The rate of change in PSA over time, or PSA velocity, provides an indication of how advanced cancer is and how likely it is to metastasize. PSA levels that double from one year to the next or faster may signify an aggressive cancer. Similarly, a PSA that goes up by more than 2 units within a year may be cause for worry. PSA levels that rise more slowly probably indicate a slow-growing cancer.
What PSA number would prompt you to restart hormone therapy?
Probably in the range of 7 to 8.
What staging studies have you had?
I’ve been doing MRIs, bone scans, and CT scans on a regular basis. So far, they’ve all been negative.
What’s your emotional state like when you go through these evaluations?
There’s absolutely no change, nothing. To me, it’s just another day. I get up in the morning, go to the appointment… it’s just another thing on the schedule for that day.
How did you feel physically after you went on hormone therapy for the third time? Did you notice any changes while you were on it?
No, absolutely not. I am declining, but I don’t think the hormones have had much to do with that. It’s just that I’m getting older. Maybe I’m getting slower more rapidly than I otherwise would, but I haven’t noticed anything dramatic.

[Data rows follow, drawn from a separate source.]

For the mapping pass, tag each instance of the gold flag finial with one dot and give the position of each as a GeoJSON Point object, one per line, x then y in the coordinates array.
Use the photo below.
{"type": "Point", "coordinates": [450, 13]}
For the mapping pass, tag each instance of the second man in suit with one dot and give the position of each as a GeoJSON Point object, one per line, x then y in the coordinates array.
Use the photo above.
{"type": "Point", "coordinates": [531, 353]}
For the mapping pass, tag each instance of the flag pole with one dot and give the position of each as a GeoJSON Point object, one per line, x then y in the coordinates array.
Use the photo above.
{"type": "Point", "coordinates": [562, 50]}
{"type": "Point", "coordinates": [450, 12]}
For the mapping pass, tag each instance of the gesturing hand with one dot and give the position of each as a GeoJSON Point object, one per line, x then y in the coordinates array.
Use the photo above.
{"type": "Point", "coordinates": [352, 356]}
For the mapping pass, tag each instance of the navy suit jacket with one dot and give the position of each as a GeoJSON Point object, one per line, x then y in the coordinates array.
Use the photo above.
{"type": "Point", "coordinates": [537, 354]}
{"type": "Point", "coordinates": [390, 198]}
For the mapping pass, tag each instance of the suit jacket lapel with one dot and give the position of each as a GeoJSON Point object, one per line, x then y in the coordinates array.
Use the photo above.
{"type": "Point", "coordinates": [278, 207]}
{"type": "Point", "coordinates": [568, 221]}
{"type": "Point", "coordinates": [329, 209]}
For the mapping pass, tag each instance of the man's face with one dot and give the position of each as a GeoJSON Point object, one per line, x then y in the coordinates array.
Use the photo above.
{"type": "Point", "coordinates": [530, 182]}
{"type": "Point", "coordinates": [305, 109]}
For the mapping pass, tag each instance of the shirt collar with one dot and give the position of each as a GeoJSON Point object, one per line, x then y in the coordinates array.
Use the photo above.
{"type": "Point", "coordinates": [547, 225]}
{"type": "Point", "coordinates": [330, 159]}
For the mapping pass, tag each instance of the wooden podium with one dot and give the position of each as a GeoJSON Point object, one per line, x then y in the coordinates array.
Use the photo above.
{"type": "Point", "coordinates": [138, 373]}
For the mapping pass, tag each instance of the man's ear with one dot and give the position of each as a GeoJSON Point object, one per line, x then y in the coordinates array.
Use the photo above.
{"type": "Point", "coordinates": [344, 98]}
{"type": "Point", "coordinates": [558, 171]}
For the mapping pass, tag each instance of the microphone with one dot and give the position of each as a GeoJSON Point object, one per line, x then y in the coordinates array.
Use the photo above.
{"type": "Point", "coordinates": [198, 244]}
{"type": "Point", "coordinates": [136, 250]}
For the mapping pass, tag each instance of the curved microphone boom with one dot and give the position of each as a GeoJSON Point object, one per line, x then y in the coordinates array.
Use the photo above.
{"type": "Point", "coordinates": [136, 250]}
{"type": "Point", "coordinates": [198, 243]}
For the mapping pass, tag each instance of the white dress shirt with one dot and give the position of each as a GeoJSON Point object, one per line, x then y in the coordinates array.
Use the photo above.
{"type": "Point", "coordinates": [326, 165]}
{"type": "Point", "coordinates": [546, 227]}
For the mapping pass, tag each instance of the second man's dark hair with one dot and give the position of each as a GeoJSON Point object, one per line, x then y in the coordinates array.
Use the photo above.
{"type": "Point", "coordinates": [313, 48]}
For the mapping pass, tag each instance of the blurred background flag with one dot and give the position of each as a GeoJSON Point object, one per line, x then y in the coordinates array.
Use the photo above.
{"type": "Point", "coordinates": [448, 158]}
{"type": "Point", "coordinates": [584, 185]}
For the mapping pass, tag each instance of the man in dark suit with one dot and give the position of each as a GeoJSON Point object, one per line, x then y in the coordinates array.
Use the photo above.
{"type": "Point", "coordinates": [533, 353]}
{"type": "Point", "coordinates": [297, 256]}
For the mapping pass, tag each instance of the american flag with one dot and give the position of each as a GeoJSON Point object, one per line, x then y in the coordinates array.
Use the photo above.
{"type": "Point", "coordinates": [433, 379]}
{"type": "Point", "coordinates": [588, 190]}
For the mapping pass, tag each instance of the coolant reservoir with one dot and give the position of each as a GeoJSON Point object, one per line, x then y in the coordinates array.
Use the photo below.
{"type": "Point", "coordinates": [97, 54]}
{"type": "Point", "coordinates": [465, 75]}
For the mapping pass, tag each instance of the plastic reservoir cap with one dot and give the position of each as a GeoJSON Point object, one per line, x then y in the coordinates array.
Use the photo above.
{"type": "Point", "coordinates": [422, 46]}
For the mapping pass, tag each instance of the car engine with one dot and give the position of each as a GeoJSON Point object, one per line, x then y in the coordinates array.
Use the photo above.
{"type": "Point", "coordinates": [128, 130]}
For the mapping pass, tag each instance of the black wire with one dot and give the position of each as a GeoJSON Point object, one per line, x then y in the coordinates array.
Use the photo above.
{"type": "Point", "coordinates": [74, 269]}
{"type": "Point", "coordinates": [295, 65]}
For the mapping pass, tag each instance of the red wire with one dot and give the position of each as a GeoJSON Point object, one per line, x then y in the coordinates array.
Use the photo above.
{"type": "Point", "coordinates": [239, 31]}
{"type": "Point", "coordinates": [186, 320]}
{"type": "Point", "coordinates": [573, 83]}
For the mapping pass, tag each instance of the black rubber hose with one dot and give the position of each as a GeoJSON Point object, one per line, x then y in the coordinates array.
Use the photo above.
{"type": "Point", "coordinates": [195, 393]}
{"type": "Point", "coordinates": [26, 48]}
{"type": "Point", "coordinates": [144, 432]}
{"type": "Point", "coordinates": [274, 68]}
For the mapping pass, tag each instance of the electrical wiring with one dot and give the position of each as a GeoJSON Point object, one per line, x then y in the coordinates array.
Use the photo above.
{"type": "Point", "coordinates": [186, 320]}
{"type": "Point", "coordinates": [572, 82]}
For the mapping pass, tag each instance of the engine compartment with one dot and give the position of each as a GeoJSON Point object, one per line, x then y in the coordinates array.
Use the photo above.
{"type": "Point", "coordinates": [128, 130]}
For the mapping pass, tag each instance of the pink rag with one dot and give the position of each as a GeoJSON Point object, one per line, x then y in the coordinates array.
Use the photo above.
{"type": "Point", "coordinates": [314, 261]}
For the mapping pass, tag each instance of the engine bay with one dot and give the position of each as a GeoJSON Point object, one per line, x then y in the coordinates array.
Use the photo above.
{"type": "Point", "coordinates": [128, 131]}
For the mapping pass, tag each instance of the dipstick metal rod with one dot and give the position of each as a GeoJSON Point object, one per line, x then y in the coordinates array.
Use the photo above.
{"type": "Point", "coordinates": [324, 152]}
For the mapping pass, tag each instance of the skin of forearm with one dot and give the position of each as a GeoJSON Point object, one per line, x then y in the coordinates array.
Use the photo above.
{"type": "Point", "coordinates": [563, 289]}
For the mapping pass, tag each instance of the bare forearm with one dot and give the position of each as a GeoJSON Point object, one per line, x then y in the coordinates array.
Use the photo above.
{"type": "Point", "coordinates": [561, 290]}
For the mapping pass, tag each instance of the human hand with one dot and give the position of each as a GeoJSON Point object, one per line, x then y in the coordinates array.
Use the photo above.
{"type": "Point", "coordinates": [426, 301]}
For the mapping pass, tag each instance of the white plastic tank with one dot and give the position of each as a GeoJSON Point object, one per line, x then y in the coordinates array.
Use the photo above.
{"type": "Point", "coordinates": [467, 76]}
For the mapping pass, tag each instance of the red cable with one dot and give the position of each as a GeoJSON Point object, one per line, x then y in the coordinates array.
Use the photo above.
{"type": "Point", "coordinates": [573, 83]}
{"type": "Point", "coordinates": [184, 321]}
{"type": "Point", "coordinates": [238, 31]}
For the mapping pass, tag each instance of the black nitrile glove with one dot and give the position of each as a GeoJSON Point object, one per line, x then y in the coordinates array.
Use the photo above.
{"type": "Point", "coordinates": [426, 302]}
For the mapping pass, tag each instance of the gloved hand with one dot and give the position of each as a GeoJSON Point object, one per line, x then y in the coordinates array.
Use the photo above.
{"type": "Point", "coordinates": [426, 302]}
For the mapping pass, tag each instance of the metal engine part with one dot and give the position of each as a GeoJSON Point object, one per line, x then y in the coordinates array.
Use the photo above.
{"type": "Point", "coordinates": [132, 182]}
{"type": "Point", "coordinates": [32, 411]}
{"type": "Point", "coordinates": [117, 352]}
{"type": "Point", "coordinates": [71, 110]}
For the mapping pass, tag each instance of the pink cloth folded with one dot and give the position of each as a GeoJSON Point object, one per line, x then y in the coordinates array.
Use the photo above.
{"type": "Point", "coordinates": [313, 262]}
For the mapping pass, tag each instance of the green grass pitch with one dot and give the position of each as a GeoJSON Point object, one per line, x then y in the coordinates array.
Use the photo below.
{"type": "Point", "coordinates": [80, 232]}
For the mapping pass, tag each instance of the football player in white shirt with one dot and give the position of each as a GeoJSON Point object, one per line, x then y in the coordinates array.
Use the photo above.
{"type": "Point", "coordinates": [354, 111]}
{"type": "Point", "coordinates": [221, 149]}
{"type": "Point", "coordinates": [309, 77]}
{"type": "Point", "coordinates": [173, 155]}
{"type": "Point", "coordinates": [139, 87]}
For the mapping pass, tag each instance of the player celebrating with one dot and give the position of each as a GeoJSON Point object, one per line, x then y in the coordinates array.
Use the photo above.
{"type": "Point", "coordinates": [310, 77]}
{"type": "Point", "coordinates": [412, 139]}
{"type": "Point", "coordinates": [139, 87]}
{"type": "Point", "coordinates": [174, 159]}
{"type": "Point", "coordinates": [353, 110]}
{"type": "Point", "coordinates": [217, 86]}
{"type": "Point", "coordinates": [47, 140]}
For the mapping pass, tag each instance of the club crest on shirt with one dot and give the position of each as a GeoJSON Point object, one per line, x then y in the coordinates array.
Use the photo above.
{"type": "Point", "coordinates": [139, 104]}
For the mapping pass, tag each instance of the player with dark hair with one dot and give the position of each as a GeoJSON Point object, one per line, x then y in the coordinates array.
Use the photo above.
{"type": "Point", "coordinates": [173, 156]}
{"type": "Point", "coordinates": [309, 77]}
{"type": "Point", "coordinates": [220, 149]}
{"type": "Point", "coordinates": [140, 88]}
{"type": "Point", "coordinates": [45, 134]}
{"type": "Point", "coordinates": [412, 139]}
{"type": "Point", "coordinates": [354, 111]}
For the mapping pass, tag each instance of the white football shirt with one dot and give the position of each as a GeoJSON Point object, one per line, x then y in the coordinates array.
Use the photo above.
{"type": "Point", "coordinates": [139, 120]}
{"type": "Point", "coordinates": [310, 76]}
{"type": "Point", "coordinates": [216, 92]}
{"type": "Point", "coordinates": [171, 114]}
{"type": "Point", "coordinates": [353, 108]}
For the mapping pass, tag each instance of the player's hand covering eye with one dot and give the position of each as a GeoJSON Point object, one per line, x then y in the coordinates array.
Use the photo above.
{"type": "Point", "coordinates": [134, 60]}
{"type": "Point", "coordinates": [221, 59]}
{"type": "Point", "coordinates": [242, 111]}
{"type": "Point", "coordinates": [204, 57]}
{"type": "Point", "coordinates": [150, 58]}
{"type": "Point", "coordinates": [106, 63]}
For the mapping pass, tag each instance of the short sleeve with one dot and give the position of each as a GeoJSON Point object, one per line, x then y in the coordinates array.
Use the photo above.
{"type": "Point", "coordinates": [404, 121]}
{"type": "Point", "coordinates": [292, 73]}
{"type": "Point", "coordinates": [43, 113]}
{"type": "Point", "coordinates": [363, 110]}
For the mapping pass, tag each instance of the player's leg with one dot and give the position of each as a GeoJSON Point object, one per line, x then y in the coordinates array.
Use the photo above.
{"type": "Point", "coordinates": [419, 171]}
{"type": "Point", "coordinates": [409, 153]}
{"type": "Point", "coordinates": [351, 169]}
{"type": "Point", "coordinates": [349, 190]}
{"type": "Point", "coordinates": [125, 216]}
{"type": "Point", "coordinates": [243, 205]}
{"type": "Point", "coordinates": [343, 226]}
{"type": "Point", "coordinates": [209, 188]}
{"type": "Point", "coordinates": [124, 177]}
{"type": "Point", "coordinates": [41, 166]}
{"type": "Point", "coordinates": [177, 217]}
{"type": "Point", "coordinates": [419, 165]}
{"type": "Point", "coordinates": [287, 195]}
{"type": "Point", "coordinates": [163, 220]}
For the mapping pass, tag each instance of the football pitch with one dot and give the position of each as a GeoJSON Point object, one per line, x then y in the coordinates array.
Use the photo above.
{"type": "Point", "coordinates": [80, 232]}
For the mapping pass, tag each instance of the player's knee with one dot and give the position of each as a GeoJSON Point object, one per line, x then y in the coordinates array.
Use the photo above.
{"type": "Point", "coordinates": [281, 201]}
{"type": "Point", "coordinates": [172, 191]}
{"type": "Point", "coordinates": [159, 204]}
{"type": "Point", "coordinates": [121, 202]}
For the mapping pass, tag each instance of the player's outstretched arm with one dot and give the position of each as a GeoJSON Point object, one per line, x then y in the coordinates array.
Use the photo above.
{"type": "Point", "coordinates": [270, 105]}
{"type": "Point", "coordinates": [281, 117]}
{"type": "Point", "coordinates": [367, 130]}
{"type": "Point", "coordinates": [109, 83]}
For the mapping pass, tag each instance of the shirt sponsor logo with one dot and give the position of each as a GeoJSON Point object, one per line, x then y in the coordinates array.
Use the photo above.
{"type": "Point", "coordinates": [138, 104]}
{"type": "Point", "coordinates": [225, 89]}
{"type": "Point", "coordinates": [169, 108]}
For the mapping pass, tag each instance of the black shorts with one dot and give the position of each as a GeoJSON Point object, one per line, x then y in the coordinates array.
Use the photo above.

Did you notice any changes in how you felt when you started the off-treatment phase of IHT? After all, the whole idea behind IHT is to improve the patient’s quality of life and sense of well-being during the off-period.
For me, hormone therapy is a way to help prevent the progression of cancer. I’m not really doing it to improve my quality of life or for stress relief, though it does help to know that I’m doing something about my cancer. I think about it as a long-term problem. I’m not looking for short-term benefits. My quality of life is the same either way.
Really? Even physically?
I didn’t have any physical side effects except for the hot flashes and cold sweats, which I eliminated by going off of the bicalutamide after the first 30 days.
What has your family’s response been to your diagnosis and treatment?
Well, no one comes up to me and wrings their hands, but when any family member gets ill, the others are all concerned. They want to stay informed. Luckily, my condition hasn’t turned out to be an enormous problem, so they aren’t overly worried.
Do you have any final comments on hormone therapy or your experience with prostate cancer that you’d like to share?
Well, having prostate cancer is not the end of the world in any way, shape, or manner. Obviously, you’ve got to stick with your treatment plan, make sure that you’re informed about the latest research, and work with your oncologist. For me, hormone therapy is almost like taking cold medicine or taking a pill. Other than having to go in for the shots, I didn’t have any problems with it whatsoever. And when it’s time, I’ll go on it again.